0
votes

I need to load a data file, test.dat, into Matlab. The contents of data file are like

*a682 1233~0.2
*a2345 233~0.8 345~0.2 4567~0.3
*a3457 345~0.9 34557~1.2 34578~0.2 9809~0.1 2345~2.9 23452~0.9 334557~1.2 234578~0.2 19809~0.1 23452~2.9 3452~0.9 4557~1.2 3578~0.2 92809~0.1 12345~2.9 232452~0.9 33557~1.6 23478~0.6 198099~2.1 234532~2.9 …

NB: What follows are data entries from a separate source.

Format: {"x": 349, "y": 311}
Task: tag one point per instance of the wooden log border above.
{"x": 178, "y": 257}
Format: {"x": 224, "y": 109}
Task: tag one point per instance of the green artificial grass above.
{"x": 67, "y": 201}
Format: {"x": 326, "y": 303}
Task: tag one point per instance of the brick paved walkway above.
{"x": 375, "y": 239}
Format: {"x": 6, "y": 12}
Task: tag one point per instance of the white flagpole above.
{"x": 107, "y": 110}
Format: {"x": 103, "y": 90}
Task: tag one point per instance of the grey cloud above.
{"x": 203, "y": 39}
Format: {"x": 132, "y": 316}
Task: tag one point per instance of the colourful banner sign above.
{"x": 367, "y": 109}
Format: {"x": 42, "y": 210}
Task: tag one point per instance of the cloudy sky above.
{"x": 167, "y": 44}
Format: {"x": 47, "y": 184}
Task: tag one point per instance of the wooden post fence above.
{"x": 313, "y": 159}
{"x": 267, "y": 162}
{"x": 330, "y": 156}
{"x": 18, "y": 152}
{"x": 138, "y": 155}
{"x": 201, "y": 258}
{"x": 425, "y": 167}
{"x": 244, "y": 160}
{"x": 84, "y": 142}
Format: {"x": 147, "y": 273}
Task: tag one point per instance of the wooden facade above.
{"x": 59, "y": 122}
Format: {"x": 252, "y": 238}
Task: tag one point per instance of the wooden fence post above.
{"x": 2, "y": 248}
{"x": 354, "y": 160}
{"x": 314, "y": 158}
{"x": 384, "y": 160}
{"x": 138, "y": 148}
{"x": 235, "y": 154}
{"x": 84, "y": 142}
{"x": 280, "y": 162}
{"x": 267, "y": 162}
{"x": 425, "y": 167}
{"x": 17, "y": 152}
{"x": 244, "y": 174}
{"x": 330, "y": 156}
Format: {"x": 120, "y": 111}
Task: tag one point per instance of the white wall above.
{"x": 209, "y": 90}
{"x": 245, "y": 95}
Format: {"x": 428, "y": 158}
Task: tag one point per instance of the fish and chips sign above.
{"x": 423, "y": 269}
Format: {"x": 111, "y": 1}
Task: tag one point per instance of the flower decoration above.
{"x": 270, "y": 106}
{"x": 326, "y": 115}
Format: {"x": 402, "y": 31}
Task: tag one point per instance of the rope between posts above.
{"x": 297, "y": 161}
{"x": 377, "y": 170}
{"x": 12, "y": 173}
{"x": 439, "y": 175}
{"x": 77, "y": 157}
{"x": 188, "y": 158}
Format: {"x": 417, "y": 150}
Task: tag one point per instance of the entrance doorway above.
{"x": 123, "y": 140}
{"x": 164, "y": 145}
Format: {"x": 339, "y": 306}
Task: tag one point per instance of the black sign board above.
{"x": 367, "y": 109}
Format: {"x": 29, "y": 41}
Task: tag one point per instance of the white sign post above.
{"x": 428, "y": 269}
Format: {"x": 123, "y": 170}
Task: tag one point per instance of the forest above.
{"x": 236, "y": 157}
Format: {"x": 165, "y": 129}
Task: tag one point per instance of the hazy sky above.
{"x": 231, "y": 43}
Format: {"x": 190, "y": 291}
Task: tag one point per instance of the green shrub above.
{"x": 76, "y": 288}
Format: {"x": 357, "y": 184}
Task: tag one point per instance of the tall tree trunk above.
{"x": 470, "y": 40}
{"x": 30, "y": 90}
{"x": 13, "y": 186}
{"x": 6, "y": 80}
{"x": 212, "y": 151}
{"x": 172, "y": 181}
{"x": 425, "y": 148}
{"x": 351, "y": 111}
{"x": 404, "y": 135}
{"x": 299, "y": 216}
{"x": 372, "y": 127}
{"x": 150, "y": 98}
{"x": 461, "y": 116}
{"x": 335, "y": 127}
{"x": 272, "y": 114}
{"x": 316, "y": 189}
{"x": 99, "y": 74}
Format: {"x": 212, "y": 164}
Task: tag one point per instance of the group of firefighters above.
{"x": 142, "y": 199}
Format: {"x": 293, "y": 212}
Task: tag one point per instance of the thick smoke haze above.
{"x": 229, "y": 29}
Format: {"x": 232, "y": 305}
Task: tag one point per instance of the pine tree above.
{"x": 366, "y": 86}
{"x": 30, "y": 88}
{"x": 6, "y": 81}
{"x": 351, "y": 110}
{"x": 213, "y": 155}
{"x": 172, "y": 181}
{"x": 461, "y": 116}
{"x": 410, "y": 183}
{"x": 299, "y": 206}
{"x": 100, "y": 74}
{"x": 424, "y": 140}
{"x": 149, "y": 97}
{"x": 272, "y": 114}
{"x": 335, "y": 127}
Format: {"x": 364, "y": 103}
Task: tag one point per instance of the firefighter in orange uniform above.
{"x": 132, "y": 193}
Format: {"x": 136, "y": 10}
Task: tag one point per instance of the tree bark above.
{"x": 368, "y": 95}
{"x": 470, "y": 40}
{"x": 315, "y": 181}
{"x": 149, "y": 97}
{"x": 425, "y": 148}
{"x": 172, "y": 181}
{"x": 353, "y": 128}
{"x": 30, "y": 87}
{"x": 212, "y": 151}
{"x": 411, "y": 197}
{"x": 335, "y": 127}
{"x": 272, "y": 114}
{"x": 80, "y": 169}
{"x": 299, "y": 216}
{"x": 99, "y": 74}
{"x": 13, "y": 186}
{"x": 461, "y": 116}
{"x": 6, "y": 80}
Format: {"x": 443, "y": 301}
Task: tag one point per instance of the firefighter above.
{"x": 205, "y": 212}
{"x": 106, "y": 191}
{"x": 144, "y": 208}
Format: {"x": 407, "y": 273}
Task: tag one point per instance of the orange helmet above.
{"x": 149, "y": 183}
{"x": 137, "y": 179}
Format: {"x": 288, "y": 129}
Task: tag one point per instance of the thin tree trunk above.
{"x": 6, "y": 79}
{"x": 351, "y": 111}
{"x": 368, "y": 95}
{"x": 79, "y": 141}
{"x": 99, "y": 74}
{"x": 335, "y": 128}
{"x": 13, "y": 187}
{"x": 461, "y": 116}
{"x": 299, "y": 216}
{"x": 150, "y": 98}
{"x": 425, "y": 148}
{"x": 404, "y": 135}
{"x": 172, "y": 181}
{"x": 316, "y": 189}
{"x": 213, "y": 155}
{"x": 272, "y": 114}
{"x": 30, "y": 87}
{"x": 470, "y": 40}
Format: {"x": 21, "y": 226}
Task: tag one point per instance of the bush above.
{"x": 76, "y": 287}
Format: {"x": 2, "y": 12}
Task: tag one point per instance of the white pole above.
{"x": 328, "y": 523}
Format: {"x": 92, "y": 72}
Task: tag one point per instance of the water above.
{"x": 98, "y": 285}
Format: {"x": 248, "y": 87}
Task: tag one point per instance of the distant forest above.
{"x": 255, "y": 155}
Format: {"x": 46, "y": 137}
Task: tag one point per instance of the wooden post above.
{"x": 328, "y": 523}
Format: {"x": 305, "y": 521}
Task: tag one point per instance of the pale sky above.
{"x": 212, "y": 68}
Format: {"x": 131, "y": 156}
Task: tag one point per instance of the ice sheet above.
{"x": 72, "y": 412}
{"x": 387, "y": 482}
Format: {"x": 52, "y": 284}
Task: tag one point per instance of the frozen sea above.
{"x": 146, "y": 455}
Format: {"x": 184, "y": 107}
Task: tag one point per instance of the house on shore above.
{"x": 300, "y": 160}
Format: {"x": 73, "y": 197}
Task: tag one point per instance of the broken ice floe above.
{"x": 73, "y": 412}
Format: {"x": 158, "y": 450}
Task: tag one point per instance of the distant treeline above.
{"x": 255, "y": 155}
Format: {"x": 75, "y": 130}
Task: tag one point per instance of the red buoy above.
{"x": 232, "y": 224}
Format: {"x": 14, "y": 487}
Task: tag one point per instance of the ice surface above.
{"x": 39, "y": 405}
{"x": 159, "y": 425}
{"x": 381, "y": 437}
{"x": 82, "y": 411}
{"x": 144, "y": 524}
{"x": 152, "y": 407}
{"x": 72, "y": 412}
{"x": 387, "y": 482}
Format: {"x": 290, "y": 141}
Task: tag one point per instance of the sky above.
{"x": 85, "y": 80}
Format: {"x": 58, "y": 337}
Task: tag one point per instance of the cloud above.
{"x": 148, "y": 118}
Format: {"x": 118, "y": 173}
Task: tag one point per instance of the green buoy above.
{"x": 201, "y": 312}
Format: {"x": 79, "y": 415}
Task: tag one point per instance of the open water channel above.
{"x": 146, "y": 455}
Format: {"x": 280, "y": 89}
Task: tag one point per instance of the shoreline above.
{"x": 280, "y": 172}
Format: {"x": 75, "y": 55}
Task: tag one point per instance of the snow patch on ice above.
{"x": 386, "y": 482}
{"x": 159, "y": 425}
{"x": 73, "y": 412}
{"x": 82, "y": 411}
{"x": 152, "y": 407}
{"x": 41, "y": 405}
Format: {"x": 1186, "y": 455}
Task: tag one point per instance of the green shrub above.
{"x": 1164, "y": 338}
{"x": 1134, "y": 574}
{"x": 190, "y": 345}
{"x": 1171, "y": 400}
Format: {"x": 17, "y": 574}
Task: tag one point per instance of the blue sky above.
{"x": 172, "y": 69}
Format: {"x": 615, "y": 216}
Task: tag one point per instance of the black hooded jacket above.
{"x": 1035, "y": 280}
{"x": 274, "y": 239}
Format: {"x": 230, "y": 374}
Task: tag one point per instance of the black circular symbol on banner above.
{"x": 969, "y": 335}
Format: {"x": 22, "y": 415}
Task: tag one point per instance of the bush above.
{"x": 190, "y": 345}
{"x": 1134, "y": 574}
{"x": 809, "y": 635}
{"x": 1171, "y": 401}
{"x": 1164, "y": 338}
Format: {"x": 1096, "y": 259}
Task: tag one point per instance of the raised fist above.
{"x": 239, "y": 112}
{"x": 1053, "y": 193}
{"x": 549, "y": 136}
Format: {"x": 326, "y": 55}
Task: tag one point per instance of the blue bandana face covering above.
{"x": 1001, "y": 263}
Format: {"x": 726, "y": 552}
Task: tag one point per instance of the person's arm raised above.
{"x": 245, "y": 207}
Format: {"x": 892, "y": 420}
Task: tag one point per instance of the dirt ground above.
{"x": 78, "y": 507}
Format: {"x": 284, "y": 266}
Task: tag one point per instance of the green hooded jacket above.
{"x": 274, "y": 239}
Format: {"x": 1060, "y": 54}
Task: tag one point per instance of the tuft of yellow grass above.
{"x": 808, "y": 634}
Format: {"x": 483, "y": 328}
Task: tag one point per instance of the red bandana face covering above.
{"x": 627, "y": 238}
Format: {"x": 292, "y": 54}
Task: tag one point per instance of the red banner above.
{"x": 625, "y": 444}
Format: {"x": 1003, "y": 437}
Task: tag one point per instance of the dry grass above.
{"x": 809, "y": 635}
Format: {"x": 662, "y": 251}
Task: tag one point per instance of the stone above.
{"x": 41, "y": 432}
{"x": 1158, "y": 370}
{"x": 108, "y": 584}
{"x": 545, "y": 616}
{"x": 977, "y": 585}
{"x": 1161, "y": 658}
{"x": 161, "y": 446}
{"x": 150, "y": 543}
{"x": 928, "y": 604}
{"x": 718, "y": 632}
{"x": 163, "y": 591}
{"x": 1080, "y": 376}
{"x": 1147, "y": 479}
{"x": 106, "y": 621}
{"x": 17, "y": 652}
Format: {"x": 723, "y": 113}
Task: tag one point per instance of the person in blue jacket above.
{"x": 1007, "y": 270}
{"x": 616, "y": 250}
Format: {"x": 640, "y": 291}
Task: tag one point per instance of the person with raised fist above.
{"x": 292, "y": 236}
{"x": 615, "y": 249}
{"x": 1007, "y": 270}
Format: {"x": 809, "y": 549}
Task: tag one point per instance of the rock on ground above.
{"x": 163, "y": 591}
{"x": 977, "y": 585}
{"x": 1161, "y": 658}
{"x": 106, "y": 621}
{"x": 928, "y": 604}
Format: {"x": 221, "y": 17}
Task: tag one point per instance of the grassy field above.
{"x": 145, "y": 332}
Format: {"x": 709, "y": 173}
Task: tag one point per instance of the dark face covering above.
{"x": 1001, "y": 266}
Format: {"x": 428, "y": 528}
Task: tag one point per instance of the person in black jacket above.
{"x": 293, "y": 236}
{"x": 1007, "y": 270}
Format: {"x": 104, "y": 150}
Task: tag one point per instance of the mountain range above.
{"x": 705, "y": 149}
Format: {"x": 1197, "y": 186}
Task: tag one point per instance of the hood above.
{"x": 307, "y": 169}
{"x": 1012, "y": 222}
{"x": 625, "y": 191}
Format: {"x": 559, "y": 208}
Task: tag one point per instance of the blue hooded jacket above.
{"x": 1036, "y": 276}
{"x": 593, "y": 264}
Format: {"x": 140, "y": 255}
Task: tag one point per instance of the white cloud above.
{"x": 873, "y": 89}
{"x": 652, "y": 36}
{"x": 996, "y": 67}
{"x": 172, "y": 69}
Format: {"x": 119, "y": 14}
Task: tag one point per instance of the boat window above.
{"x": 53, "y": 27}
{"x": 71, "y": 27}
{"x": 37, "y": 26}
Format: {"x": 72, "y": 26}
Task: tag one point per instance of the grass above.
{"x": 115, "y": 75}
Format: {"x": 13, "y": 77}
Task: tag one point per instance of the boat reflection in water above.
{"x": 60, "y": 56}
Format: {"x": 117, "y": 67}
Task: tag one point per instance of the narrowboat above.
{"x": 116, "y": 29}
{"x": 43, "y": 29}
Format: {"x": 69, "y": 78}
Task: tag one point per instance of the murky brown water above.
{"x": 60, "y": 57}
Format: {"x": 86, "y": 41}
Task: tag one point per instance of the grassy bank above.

How to read this type of file into matlab, and use the terms, such as *2345 to identify a row, which links to corresponding terms, including 233~0.8 345~0.2 4567~0.3

Thanks.

1
Do the * always mean a new row? And is there any other relation in the data by row that you would need taken into account?St-Ste-Ste-Stephen

1 Answers

0
votes

Because each of the rows is a different size, you either have to make a cell array, a structure, or deal with adding NaN or zero to a matrix. I chose to use a cell array, hope it is ok! If someone is better with regexp than me please comment, the output cells are now not perfect (i.e. show 345~ instead of 345~0.9) but I am sure it is a minor fix. Here is the code:

datfile = 'test.dat';
text = fileread(datfile);

row1 = regexp(text,'*[a-z]?\d+','match');
data(:,1) = row1';

row2 = regexp(text,'*[a-z]?\d+','split');
row2 = [row2(:,2:end)'];
for i = 1:size(row2,1)
   data{i,2} = regexp(row2{i},'\d+\S\d+\s','split');
end

What this creates is a cell array called data where the first column of every row is your *a682 id and the second column of each row is a cell with your data values. To get them you could use:

data{1} 

to show the id

data{1,2}

to show the cell contents

data{1,2}{1}

to show the specific data point

This should work and is relatively simple!